Using an aliasing from S to C implies that every function that accept a S in the input program must accept a C in the generated C code. Usually, using this annotation implicates manually defining the implementation of functions using this type with @cCode.function.

Here is an example:

@cCode.typedef(alias = "FILE*", include = "stdio.h")
case class MyFile( ...

Ignore Function or Type¶

It is also possible to skip the translation of some functions or types that are only used as implementation details in proofs, for example, using the @cCode.drop() annotation.

API For Safe Low Level Programs¶

In this section we describe the APIs that can be used to make the bridge between some Scala programming facilities and their low level, equivalent, C features.

I/Os¶

Similarly to Scala’s scala.io.StdIn and scala.io.StdOut, Stainless provides stainless.io.StdIn and stainless.io.StdOut.
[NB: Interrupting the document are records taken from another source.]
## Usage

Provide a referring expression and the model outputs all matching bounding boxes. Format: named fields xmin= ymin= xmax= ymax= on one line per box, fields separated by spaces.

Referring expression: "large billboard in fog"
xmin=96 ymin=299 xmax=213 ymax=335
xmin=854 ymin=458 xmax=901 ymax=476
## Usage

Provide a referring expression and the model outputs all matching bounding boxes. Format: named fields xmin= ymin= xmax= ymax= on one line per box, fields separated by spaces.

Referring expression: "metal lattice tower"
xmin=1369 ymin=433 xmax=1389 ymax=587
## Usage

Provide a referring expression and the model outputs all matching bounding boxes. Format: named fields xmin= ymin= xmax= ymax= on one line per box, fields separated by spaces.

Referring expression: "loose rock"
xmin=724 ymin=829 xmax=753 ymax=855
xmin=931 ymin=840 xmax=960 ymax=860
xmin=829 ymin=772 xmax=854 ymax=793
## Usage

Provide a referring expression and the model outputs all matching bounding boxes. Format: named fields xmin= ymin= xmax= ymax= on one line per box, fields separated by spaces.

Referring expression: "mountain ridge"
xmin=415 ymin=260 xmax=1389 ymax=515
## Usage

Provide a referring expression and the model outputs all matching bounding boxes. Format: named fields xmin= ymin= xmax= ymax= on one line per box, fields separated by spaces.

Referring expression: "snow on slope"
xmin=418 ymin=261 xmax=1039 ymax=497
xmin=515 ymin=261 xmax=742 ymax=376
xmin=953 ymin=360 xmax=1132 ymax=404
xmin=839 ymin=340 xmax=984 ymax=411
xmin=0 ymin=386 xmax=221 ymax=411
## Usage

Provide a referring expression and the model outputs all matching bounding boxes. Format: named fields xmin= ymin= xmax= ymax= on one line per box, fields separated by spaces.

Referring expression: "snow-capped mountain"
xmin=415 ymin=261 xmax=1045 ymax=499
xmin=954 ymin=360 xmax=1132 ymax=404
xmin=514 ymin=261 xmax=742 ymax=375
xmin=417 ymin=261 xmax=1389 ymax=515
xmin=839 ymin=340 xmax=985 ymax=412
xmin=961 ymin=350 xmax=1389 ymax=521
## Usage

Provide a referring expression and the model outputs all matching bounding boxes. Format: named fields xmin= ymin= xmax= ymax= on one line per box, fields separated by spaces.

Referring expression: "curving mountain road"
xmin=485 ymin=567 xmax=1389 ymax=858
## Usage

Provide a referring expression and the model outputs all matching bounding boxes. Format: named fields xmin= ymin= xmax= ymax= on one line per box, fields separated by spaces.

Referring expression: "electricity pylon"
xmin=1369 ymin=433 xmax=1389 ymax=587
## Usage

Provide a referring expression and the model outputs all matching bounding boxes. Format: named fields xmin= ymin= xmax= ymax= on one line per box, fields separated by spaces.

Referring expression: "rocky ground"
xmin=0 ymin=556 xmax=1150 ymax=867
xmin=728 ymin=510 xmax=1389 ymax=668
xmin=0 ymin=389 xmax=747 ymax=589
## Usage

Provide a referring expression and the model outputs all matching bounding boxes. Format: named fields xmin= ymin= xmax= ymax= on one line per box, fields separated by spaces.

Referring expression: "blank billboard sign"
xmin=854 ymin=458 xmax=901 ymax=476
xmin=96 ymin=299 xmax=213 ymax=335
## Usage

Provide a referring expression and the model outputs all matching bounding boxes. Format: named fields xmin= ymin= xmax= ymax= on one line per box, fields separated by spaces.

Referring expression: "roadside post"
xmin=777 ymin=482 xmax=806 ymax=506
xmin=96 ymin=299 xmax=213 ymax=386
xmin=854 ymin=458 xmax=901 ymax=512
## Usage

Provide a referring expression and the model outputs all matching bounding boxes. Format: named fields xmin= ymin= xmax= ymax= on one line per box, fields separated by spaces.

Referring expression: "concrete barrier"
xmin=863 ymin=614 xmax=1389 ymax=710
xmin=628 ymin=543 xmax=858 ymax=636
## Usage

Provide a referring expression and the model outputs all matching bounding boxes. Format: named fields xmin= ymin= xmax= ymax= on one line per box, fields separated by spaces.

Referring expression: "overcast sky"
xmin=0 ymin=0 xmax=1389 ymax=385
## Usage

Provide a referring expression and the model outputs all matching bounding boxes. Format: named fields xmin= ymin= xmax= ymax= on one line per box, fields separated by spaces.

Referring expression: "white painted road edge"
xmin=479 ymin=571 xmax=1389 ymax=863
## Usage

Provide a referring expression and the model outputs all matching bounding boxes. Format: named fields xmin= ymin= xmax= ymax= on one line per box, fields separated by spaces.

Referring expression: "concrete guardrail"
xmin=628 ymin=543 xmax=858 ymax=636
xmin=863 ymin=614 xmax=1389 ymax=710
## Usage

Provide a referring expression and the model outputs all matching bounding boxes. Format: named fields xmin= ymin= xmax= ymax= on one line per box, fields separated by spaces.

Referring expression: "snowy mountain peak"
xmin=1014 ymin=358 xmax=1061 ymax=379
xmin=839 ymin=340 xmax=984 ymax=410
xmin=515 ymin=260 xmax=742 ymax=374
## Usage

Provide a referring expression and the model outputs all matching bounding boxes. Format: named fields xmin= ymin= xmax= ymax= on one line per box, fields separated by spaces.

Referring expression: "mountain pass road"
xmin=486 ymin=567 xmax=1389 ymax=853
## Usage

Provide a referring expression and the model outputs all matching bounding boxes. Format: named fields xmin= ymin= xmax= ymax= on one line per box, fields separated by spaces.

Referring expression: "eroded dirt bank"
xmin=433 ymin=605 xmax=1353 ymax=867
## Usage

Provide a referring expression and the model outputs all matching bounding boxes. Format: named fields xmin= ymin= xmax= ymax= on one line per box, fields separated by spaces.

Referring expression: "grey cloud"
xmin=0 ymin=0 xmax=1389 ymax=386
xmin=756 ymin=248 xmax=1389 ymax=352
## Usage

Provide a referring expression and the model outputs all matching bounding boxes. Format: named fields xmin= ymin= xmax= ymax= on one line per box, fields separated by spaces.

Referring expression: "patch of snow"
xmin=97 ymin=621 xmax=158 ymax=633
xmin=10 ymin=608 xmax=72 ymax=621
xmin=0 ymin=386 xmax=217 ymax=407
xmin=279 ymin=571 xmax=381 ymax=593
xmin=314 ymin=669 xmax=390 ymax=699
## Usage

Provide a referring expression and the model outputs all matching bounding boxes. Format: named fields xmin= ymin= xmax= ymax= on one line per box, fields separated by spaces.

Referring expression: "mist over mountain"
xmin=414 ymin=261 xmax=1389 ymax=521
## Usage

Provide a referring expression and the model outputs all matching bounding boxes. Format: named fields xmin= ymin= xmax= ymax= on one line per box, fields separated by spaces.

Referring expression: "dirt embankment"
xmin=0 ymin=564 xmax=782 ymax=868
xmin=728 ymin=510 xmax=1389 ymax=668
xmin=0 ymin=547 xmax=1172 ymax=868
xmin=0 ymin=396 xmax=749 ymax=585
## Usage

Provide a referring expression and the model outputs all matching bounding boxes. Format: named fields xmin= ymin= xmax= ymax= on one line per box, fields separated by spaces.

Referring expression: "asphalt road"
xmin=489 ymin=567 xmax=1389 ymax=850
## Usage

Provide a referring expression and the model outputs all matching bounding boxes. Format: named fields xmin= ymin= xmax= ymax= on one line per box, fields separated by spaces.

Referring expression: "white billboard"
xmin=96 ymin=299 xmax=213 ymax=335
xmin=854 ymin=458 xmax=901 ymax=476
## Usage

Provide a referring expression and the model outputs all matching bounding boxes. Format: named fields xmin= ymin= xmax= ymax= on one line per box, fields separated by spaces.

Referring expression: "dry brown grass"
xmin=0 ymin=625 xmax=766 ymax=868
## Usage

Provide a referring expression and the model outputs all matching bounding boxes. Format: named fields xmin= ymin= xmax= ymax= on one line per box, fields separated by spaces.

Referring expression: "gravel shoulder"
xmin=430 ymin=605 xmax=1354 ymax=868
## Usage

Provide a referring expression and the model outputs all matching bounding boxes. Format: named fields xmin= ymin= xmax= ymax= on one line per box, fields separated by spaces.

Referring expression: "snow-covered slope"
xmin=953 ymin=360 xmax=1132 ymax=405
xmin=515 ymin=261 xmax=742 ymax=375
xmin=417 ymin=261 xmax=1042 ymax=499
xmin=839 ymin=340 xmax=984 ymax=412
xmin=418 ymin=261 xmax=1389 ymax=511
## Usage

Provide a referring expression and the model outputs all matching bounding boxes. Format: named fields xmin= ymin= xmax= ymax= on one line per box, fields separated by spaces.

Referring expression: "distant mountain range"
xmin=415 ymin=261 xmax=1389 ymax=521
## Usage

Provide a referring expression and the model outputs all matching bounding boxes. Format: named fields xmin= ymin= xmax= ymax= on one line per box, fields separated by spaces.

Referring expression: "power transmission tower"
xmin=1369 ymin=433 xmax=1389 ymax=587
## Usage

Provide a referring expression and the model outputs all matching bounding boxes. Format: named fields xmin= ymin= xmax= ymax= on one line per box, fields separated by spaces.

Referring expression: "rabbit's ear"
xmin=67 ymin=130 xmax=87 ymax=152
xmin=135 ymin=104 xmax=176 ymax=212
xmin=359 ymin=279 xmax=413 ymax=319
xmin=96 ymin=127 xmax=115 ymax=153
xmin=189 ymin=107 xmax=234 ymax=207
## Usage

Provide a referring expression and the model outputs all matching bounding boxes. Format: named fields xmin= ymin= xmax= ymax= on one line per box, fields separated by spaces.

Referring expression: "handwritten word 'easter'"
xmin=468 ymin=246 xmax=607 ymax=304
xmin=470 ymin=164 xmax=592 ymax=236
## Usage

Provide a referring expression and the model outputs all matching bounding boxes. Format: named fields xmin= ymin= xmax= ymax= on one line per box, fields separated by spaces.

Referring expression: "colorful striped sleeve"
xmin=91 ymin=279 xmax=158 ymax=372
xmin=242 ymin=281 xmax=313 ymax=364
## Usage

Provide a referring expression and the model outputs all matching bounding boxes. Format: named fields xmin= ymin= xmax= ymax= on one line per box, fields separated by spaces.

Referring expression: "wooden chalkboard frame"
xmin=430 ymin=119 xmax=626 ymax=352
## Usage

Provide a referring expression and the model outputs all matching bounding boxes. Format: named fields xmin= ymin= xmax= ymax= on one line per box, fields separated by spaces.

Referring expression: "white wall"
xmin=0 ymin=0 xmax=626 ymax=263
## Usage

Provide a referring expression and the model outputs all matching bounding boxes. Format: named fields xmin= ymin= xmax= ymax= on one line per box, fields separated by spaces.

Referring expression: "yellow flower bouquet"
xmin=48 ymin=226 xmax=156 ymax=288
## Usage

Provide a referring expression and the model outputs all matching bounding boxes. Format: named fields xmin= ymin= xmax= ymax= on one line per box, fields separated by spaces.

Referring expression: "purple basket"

These two APIs are provided with equivalent C code for easy translation with GenC, but are also shaped to allow users to write proofs in a non-deterministic environment.

Furthermore, Stainless provides stainless.io.FileInputStream to read data and stainless.io.FileOutputStream to write data to a file with a C99 compatible API.

Note

It is important that you close the stream after it was created or your C application might leak resources.